Lawmakers on the Education Committee soundly rejected six bills Wednesday aimed at the University of Maine System, from efforts to earmark funding to restore cuts to requiring a state audit of the system’s finances.

Lawmakers said the bills all represented efforts to micromanage the university system, which has had years of financial difficulties and seen deep cuts across the seven campus system.

“We haven’t adequately funded (the system) and that is where this is coming from, all this frustration,” said committee co-chair Rep. Victoria Kornfield, D-Bangor. “It is in flux and that makes people anxious and upset. I’m not going to micromanage, I’m going to put my efforts into getting the system more money.”

University officials plan to use $9 million in emergency reserves to balance the system’s $519 million budget for the fiscal year beginning in July. Last year’s $529 million system budget required using $11.4 million in emergency funds and cutting 157 positions.

In all, the committee voted unanimously “ought not to pass” for five of the six bills. One bill had a single supporting vote.

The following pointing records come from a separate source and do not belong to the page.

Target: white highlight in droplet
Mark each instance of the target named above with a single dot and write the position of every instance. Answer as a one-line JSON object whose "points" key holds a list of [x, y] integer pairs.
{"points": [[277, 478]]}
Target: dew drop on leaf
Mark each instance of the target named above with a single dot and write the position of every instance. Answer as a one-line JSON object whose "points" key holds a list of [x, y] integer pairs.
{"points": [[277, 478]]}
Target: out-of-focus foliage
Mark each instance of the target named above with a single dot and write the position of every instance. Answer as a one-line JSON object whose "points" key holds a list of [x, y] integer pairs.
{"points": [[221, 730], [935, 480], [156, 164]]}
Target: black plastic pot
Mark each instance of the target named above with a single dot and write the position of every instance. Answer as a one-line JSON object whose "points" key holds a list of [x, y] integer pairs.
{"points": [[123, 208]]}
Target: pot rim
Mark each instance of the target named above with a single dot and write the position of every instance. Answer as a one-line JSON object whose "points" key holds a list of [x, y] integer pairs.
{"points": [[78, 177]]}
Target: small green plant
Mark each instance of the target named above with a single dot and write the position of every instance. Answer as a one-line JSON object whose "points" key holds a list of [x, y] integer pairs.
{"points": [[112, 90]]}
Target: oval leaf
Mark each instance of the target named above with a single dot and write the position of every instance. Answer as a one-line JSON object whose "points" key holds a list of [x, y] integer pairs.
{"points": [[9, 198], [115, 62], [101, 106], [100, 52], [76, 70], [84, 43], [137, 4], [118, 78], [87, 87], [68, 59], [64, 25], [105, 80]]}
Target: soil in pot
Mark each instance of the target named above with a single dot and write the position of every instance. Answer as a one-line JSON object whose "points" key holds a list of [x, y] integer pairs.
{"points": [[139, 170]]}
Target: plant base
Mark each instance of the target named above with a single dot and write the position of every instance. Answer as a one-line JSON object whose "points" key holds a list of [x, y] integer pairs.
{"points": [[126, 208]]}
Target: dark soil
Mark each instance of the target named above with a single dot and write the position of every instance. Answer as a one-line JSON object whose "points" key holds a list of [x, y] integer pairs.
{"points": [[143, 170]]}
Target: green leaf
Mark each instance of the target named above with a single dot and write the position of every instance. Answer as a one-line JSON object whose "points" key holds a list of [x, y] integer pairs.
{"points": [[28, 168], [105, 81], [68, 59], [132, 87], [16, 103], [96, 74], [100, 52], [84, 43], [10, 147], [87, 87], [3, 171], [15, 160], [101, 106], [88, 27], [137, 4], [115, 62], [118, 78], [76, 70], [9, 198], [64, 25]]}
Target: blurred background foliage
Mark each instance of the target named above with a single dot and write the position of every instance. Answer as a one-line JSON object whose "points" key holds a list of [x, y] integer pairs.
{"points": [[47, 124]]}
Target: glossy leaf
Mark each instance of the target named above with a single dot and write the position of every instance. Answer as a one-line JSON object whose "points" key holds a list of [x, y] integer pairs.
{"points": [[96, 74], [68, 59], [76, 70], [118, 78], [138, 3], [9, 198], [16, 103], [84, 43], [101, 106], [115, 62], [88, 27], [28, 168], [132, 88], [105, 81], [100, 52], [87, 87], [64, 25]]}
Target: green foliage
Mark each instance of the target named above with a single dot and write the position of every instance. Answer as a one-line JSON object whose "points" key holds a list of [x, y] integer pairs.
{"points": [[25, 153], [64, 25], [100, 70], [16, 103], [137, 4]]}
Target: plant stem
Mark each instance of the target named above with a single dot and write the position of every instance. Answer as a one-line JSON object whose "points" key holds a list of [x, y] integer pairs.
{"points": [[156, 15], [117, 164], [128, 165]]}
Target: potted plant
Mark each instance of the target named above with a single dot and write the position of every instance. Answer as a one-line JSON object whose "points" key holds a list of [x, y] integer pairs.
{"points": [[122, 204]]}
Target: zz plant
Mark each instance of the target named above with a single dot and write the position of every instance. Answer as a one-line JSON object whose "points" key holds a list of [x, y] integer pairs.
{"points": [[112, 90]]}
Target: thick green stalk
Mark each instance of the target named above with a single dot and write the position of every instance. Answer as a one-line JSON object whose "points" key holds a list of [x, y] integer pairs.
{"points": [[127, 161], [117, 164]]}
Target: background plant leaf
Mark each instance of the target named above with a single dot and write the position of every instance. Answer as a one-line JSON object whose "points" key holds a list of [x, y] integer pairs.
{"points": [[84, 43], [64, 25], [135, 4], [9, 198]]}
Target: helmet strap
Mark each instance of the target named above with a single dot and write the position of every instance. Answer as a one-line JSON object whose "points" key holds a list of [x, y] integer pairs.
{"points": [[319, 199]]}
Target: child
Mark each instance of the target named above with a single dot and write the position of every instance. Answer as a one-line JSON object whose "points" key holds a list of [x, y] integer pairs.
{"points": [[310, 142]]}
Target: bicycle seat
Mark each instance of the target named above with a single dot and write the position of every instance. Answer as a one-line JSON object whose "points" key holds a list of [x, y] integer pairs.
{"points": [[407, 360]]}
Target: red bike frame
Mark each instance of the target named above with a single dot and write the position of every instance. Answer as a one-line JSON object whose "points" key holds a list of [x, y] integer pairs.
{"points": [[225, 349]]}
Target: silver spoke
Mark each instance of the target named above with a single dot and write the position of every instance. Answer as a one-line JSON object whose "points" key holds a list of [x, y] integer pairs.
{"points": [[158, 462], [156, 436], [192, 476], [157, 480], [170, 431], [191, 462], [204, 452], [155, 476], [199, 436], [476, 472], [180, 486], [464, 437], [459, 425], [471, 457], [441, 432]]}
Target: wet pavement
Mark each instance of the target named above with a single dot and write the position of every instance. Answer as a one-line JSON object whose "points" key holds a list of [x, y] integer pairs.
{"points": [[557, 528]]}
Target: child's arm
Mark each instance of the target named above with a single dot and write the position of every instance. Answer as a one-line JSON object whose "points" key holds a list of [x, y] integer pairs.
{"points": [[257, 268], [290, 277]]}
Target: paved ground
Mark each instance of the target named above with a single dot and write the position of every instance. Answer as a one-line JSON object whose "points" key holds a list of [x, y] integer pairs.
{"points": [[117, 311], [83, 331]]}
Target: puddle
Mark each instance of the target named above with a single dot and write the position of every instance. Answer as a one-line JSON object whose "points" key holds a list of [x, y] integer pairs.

Rep. Dianne Russell, D-Portland, sponsored two of the bills but said she was happy with the outcome, even though they were rejected. One of her bills, LD 18, would have required the Legislature’s watchdog agency, the Office of Program Evaluation and Government Accountability, to audit the system finances, even though the usual process for an OPEGA review is to ask the legislative Government Oversight Committee to consider the request.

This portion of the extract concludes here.